Mack Williams: Death of my idol

Published 10:28 am Friday, July 17, 2015

This title has nothing to do with the Old Testament or the First Commandment, but instead someone I looked up to all my life. I never met him, but was a lifelong fan of his movies. Not being perfect, sometimes his “issues” were highlighted in the newspapers and tabloids, like that time he head-butted a Parisian policeman at a gambling casino, or slapped a woman in Cairo who broke in line to be photographed with him. (She did break in line!)

Despite such minor failings, to me, he epitomized “class” and “cool.”

On Friday afternoon, July 10, at 12:06 p.m., I received a text from my son Jeremy, stating: “Omar Sharif died today, a heart attack while in Cairo, he was 83.”

Friend Sonya Wolen shared the death notice to my Facebook page, with the preface: “Some very sad news, Mack!”

At 4:10 p.m., Friday, I received over-the-phone condolences from my daughter Rachel concerning the same subject.

I first “met” Omar Sharif on the screen of Salisbury’s Capitol Theater in “Doctor Zhivago.” I noticed that the child actor portraying Yuri Zhivago as a child looked just like me when I was that age. My brother Joe’s statement, “That kid looks just like Mack at that age,” coupled with the fact that the child actor was Omar Sharif’s son probably aided in setting the course for my teenage-boy, young-adult, old man “man-crush” adulation of Omar Sharif.

Sometimes the desire to look like someone else can influence our self-perception.

Exiting a movie theater, I always feel a little misplaced, but “Doctor Zhivago” was so engrossing that when I exited the Capitol in 1967, I felt like wearing snowshoes.

In 1969, I purchased a Russian-style hat and long coat at Zimmerman’s before heading off to Appalachian, simply because such fashion was “Zhivago-esque” (and warm).

A good portion of Boone’s weather was “Zhivago weather,” and sometimes on long wintertime treks to class (though not as long as Zhivago’s trek back to Yuriatin), my mustache grew a small icicle or two, just like Omar’s.

At Boone’s Appalachian Theater, the heat went out while my future wife, Diane, friends, and I were watching “Doctor Zhivago,” leading to our experiencing “sensurrcold.”

Before going to a college party, I would sometimes check my “Omar Sharif stare” in the mirror. Unfortunately, the late Dean Lingle was right when he told me at East Rowan that my voice reminded him of the voice of Peter Lorre. (With that voice, an accompanying stare has quite different connotations.)

The last movie I saw at the Capitol Theater was “Doctor Zhivago,” one weekend in the 1970s when my late wife and I visited my late mother. To the “lateness” of Capitol Theater, mother, and wife is now added the “lateness” of “Doctor Zhivago’s” main star.

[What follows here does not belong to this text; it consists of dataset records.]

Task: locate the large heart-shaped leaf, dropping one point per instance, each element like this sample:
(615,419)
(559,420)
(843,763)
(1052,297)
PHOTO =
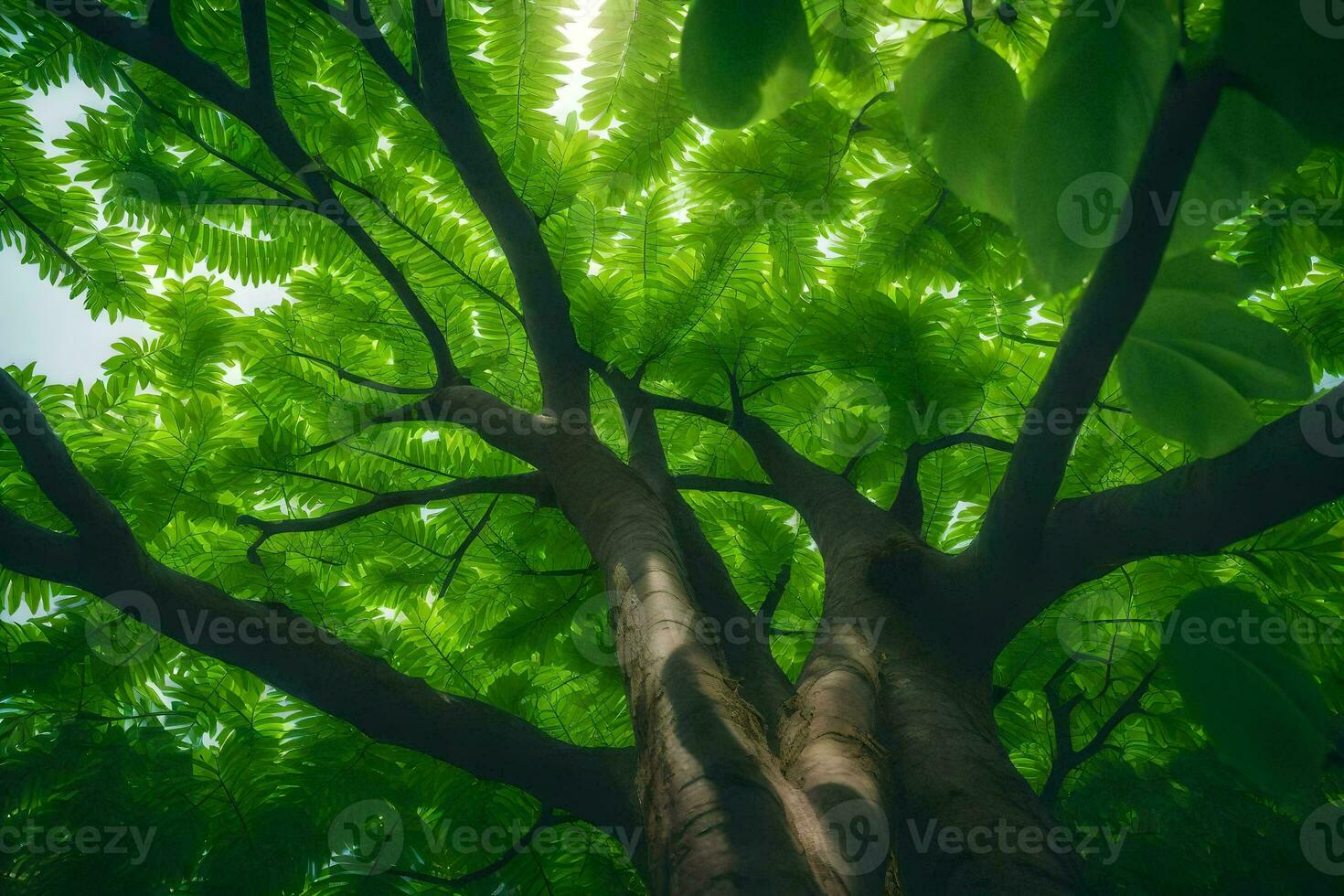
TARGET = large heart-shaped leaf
(1243,680)
(1247,146)
(1194,360)
(965,98)
(1292,55)
(745,60)
(1092,105)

At one time in the past, I even daydreamed that if I ever met Omar Sharif, he might think I was his illegitimate offspring. (But that sort of thing might backfire; and he might have quickly headed in the opposite direction, because the illegitimate children of famous people usually want money.)

At an East Rowan class of 1969 reunion, one friend said: “You really did like Omar Sharif!”

It’s sad thinking of him being gone. I hope someone placed a handful of daffodils on his grave as was done on the grave of Yuri Zhivago. (Whenever my time comes, hopefully someone will do likewise for me.)

About 10 or so years ago, here in Danville, Virginia, a man with the surname Moore passed on. In the same edition of the local paper where his obituary was printed, was an article about the actor Roger Moore. The article about the famous actor was pictureless, but to the obituary of the man with that same surname, the picture of the famous actor was affixed.

Hopefully, my time is a long way off, but when my “notice” is published, perhaps there will also be an equal story in that same edition in which someone’s memories of Omar Sharif from twenty years or so in the past are recalled.

Despite my last name not being Sharif, maybe a similar mix-up in pictures will occur, with Omar’s picture being atop my obituary, and my picture being atop a story about memories of him.

In that case, my obituary would be really cool, and come to think of it, the other article would be too!